Umman Denizi ve Seydi Ali Halleri (2)


Seydi Ali Reis’in başına gelenlerin bir kısmına da ben şahit olmuştum. Gemimiz Hindistan açıklarında orta kesiminden yırtılmıştı. Personeli tahliye ederek sağ salim kurtarmıştım lakin kısa bir müddet sonra gemimiz yırtılan bölgeden ikiye ayrılarak bölünmüş ve Hint Okyanusunda batmıştı.

Uzun bir müddet Hindistan’da kalmış ve sigorta işlemleri için beklemiştik. Sonunda hem gemi hem de yük sahibi de sigortadan parasını almış zarardan kurtarmıştı. Hatta gemi sahibi 30 yaşını geçmesi nedeniyle hurdaya ayrılma zamanı geldiği için karlı dahi sayılabilirdi. Fakat gemi kaptanı olarak geminin batarken yaşadığım o feci sahneler hala aklımdan çıkmaz. Gemi personelini emniyetli bir şekilde filikalara bindirmiş ve gemide sadece ben kalmıştım. Daha sonra sancak filika iskele taraftan şeytan çarmıhının yanına kadar geldi ve buradan beni de aldı. Artık ikiye bölünen gemimde kimse kalmamıştı ve yavaş yavaş sulara gömülüyordu.

Gemimizde 24 bin ton demir cevheri vardı. Bu nedenle çevre için zararı neredeyse yok gibiydi. Hatta deniz canlılarına yuva olarak belki faydalı bile olmuştur. Lakin yıllarca yaşadığım bu kötü hatıra hala rüyalarıma girmektedir. Türkçede bir söz vardır “ne oldu! gemin mi battı da böyle üzülüyorsun” derler ya işte bunun gibi uzunca bir müddet bu olayı yaşamaya devam ettim.

Yine bir başka seferde bu sefer Güney Kore’den satın alınan bir gemiyi Türkiye’ye getirmek üzere Yaz Musonlarına yakalanmıştım. Gemimiz küçük olmakla birlikte bir de iki aylık bir seferde boş dönmemek için rulo saç yükünü yüklemiştik. Fırtına da dev dalgalar arasında adeta fındıkkabuğu gibi kalmıştık. Nihayet Sokotra adasına varıp kuzeyine demirlemeye muvaffak olmuştum. Fakat yine bir fırtına mevsimi idi ve gemide su, yakıt ve yiyecek tükenme noktasına gelmişti.  

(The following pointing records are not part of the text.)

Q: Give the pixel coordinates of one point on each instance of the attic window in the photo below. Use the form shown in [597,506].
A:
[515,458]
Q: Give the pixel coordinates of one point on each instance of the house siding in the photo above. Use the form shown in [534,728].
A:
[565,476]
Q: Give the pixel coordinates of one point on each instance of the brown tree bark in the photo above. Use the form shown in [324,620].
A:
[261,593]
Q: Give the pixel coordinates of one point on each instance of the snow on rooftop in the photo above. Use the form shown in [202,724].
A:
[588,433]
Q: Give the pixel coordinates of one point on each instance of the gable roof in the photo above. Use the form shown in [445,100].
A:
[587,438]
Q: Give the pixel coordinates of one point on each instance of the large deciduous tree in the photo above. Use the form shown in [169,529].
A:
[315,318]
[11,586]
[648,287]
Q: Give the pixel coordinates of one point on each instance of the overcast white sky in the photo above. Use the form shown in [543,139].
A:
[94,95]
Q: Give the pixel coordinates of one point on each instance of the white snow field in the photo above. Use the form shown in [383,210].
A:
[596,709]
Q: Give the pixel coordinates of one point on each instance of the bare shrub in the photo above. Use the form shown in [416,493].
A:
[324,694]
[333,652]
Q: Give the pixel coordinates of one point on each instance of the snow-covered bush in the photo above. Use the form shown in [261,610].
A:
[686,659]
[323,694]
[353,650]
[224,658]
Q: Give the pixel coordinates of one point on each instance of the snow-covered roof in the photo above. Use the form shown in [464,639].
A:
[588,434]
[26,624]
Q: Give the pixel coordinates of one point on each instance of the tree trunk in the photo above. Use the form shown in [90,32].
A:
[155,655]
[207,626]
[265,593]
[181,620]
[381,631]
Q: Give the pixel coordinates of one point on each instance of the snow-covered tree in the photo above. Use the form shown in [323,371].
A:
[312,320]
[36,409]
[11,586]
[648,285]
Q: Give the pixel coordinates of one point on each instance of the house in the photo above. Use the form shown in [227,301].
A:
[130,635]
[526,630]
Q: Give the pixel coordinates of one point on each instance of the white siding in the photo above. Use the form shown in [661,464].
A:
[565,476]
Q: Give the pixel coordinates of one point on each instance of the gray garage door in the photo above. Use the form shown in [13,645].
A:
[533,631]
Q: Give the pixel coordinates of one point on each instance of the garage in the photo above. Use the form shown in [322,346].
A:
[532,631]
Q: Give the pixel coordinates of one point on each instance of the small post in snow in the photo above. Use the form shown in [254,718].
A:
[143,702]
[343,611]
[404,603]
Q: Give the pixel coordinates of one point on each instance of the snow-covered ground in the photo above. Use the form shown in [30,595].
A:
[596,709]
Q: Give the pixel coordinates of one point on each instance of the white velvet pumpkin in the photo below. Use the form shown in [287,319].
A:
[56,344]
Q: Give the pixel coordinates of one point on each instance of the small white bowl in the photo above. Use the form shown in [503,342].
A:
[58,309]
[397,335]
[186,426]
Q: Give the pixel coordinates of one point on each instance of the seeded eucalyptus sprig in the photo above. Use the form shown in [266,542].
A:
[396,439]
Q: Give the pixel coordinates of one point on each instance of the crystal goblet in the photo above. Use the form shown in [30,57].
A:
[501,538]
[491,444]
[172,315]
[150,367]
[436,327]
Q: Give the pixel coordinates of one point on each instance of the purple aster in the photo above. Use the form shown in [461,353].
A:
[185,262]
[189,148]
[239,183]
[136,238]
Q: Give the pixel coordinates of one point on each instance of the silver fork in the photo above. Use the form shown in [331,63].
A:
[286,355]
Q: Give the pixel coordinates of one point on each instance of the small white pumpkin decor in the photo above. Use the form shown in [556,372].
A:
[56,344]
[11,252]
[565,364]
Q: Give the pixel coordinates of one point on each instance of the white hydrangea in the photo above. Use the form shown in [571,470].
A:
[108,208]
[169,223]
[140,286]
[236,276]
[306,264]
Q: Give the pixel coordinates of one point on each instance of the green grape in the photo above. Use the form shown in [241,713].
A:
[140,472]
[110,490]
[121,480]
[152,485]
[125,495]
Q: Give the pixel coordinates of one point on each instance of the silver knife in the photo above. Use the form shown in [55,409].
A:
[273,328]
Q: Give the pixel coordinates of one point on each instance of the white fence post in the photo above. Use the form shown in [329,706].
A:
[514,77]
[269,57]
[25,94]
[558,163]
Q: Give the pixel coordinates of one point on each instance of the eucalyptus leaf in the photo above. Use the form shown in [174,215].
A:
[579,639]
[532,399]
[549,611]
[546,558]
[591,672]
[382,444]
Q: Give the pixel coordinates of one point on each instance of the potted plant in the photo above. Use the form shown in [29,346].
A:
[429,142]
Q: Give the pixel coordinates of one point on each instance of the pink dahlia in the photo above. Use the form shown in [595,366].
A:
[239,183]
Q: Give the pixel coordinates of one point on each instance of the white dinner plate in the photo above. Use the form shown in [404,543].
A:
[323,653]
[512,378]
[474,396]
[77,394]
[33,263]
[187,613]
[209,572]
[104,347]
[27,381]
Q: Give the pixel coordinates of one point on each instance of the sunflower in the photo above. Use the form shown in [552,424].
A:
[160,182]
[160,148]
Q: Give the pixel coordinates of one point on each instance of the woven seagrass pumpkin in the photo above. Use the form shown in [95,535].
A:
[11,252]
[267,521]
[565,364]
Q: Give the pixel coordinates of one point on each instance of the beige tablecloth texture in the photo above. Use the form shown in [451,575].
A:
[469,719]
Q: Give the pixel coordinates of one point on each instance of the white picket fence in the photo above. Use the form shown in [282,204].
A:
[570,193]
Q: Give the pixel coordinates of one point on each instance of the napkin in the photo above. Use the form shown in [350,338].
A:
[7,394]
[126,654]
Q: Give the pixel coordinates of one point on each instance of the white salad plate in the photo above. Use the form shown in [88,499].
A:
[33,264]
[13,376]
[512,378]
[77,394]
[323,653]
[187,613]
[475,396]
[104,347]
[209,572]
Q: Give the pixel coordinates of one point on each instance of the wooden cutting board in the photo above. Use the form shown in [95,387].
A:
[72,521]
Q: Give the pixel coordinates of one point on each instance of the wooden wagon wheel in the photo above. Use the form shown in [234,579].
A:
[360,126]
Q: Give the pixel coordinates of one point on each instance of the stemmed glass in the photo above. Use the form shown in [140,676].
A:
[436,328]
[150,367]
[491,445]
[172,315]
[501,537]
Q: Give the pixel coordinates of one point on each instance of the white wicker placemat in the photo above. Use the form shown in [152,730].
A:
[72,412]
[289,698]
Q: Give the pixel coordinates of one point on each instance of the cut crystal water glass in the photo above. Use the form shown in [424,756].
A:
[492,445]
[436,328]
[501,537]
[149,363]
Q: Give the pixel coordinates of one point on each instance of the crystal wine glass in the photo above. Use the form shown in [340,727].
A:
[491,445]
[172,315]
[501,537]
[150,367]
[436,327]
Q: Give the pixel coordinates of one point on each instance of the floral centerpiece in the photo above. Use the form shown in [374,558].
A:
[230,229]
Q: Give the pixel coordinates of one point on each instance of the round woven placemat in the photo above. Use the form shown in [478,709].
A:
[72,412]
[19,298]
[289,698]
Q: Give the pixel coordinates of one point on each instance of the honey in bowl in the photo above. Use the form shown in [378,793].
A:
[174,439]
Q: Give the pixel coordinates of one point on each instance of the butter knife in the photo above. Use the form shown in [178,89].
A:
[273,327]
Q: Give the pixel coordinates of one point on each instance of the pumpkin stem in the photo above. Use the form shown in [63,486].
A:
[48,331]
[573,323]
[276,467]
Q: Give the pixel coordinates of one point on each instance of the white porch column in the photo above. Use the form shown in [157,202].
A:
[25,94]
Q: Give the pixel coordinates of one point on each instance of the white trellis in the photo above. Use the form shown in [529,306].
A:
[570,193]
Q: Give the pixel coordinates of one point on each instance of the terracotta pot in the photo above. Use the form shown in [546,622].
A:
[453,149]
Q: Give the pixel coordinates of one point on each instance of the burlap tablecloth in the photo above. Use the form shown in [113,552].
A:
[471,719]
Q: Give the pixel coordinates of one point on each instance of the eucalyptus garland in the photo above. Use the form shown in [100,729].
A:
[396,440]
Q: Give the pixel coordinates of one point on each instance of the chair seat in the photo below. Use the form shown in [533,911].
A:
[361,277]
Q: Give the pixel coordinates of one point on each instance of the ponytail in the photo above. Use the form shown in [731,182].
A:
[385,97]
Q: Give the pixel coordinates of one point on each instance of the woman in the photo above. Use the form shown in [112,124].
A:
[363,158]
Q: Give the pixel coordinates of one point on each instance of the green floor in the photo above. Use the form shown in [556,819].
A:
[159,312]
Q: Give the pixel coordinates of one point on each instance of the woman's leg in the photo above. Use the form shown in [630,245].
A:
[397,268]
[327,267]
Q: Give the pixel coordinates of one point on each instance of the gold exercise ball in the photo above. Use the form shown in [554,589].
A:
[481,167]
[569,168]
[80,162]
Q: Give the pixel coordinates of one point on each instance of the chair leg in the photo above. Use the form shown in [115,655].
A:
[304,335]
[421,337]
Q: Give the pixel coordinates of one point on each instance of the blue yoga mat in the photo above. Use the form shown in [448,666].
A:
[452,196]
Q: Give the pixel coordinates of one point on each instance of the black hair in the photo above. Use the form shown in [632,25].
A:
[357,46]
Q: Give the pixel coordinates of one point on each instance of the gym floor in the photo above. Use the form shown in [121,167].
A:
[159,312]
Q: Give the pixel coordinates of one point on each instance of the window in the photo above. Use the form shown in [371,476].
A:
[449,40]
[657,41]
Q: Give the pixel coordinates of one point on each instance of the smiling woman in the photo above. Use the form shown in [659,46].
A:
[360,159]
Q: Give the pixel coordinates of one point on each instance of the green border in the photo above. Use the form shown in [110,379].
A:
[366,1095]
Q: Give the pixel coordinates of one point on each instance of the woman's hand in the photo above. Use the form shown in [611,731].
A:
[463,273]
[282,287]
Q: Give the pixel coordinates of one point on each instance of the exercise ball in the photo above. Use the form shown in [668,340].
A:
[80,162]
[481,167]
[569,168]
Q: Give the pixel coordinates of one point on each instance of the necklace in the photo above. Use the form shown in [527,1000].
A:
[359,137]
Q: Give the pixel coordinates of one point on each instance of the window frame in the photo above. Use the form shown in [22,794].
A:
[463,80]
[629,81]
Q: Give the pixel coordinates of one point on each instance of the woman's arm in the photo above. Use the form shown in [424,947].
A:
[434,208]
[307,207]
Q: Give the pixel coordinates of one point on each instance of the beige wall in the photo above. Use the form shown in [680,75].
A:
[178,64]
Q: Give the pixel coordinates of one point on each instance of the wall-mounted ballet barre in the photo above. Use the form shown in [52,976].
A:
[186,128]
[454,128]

Çaresiz “Vira Bismillah” deyip yeniden yola çıktık. Fakat dalgalar ile savaşmak mümkün değildi. Zaten fırtınadan daima deniz galip çıkar. Bu nedenle denizle kavga etmeye gerek yoktur. Bu nedenle Somali sahillerine ulaşmak yerine rotayı kuzeye çevirip gemiye olan etkisini azaltmaya çalıştım. İyi de etmişim akşama doğru Umman sahillerine yaklaşmış yüksek basınç nedeni ile fırtınanın etkisinden yavaş yavaş kurtulmuştuk. Artık asıl rotamıza dönebilirdik. Aden den su ve Cidde den yakıt ikmalini yaparak Süveyş Kanalı üzerinden Türkiye’ye geldik. Bu arada cayromuz bozulmuş emektar pusulamız ile yola devam etmiştik.